June 6, 2020

About that integration thing, not so much

It always happens. Strike up a conversation about the woes of public schools and some fatalistically misguided person will mention “segregation.” We’ll all pretend we agree on the concept and we’ll act as if achieving integration is the only road to academic proficiency for children of color.

Tsk. Tsk. If only we can address racialized housing patterns then our schools could teach black kids to read.

Full disclosure: I once was an integrationist. I might still be one at heart. That said, a stint on a Wobegon school board taught me not to be an integration fundamentalist. When we tried to send 14 black kids to a few oversubscribed white schools all hell broke loose. In a Northern American city known for its liberal, educated, moneyed, good natured people it was problematic to integrate a few schools.

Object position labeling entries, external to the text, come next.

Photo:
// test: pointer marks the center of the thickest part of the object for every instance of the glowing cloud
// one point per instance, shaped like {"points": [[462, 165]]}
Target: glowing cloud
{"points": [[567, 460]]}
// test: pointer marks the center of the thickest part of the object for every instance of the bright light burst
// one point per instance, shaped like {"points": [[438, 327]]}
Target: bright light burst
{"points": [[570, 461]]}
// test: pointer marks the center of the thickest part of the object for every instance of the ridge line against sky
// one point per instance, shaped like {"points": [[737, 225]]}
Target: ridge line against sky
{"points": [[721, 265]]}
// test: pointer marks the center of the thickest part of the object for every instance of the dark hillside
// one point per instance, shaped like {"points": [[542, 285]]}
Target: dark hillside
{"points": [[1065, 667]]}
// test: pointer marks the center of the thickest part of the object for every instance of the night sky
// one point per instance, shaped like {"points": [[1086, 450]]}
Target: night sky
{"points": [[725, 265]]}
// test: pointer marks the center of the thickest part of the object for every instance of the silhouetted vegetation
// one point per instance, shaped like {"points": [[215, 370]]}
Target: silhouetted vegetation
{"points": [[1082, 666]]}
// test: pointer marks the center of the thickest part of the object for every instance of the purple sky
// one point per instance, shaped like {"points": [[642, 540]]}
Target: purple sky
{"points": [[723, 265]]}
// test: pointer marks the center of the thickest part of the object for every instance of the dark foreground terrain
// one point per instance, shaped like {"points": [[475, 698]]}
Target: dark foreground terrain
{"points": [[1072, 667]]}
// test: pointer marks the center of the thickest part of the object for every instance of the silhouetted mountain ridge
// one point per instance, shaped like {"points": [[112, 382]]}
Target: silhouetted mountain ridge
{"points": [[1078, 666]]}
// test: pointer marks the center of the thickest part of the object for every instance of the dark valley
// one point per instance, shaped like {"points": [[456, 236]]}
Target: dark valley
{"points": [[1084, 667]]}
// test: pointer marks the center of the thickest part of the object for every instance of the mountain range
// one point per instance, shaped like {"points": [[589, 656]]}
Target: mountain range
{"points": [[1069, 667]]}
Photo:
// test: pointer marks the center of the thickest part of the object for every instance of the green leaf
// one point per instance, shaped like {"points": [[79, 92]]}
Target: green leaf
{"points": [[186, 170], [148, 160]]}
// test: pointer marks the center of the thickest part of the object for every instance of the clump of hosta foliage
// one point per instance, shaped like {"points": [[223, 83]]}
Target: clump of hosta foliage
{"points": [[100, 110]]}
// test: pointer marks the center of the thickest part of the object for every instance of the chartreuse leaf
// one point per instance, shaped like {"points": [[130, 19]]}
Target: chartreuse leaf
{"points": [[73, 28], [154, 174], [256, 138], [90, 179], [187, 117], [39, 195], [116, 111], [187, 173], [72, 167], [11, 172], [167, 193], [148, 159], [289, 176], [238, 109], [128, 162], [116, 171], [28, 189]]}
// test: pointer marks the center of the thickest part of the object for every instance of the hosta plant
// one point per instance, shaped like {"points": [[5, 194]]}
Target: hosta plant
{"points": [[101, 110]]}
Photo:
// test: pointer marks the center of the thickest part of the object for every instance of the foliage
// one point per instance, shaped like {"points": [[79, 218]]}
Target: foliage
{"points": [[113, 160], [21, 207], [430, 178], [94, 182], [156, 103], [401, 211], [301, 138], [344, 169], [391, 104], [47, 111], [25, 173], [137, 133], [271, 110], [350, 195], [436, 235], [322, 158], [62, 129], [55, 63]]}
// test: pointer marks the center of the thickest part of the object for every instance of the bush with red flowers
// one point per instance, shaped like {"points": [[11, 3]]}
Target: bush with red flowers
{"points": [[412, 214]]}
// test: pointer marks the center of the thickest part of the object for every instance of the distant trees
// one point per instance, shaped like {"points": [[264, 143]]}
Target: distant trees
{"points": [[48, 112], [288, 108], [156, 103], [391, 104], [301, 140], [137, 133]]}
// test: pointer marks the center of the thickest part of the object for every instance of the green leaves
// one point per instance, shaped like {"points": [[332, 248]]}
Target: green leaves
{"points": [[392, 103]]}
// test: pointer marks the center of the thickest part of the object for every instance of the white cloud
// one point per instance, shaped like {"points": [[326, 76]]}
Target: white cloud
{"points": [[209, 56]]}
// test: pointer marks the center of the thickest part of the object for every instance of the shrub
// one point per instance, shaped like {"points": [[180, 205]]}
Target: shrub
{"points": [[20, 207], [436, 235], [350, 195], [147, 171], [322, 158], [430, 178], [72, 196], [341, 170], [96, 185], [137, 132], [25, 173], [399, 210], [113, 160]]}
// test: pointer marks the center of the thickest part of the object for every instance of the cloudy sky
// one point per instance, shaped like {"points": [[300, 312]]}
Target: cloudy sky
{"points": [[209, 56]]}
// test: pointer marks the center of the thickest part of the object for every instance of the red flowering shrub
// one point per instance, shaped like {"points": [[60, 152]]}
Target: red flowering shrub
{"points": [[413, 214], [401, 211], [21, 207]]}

I’ll admit that diversity is a good thing. It’s a noble aim. The world won’t be at peace until all human beings are capable of seeing the unsurpassable worth of each other, and that begins in the kinder years.

Sadly, we’re not closing in on that exquisite vision of human perfection and children of color can’t wait for racial peace to break out so they can gain the hard skills schools should be able to impart to all students.

It’s time to be open and bold about the fact that integration is not a high enough aim to suspend expectation that black children learn in their current environments. Segregated or not, we know they can achieve.

Can’t we just call the question? Can’t we just observe the trends and realize what several decades of white flight tells us? These people just aren’t that into inclusive schools regardless of all their bumper stickers to the contrary.

In 1990 42 percent of black families had white neighbors. In 2009 that dropped to 40 percent. We keep talking about the “resegregation” of America when good old fashion white flight never really ended. Non-white families move in, white homeowners and renters move on. The schools – using residence as a primary enrollment device – succumb to the housing patterns.

Shall we wait for another 20 years to see what happens next?

Doubtful. Instead, it’s time to acknowledge the fact that many “segregated” schools have done better for children of color than those schools high on cosmetic diversity, but low on cultural affirmation and black achievement.

It’s not like this would be a new debate. Maybe we should check in with Malcolm and Martin all these year later about this schooling conundrum.

Malcolm X said “you don’t integrate with a sinking ship.” His point was that white America was dying a moral death from its own injustice. Far from curing us, integration into that mess would only corrupt us.

Dr. Martin Luther King, Jr. was an indefatigable champion who aided white America in dreaming of a guilt-free Beloved Community. But even the idealized Dr. King my contemporaries conjure to blunt radicalism had second thoughts about public school integration.

He questioned the ability of workers within a racist power structure to educate young black minds without first undergoing a paradigm change that deconstructed the white power ideology embedded in the public system.

He reportedly said:

I favor integration on buses and in all areas of public accommodation and travel. ‘I am for equality. However, I think integration in our public schools is different. In that setting, you are dealing with one of the most important assets of an individual-the mind. White people view black people as inferior. A large percentage of them have a very low opinion of our race. People with such a low view of the black race cannot be given free rein and put in charge of the intellectual care and development of our boys and girls.’

The late Professor Derrick Bell shared Dr. King’s assessment, but took it further. He unbraided the legal strategy and motivations of the NAACP and civil rights litigators who focused on school integration as a primary means to black advancement.

He questioned their role which – he said – assumed “a perpetual retainer authorizing a lifelong effort to obtain racially balanced schools” long after black support for that goal shifted from a time when “virtually all black assumed that integration was the best means of achieving a quality education for black children” to a time “when many black parents are disenfranchised with the education results of integration.”

Here’s a pop quiz, who said this:

The interests and desires of white middle-class parents, and the interests of the increasingly powerful teachers’ federations and professional supervisory associations are invariably given priority over the desire of Negro parents for nonsegregated quality education for their children. The interests of the white parents, teachers, and supervisors are often perceived by them as inimical to the desires of the Negro parents. Furthermore, the capture and control of the public schools by the white middle-class parents and teachers provided the climate within which the system of racially segregated and inferior schools could be developed, expanded and reinforced and within which the public schools became instruments for blocking rather than facilitating the upward mobility of Negroes and other lower-status groups.

That was Dr. Kenneth B. Clark, famous for his studies of racism’s effects on children. You’ll remember him also has a psychologist whose research influenced Brown v. Board of Education.

If even he recognized the folly of waiting for integration to happen before addressing the ineffectiveness of black schooling, shouldn’t we all?

As we keep chasing some illusive form of togetherness that might never come about, black children suffer academically, economically, and spiritually. No one who loves them will advocate anything but urgency in designing systems where they can thrive.

A serious reading of their needs tells me “reform” of the system is too light a concept. Only revolution will do.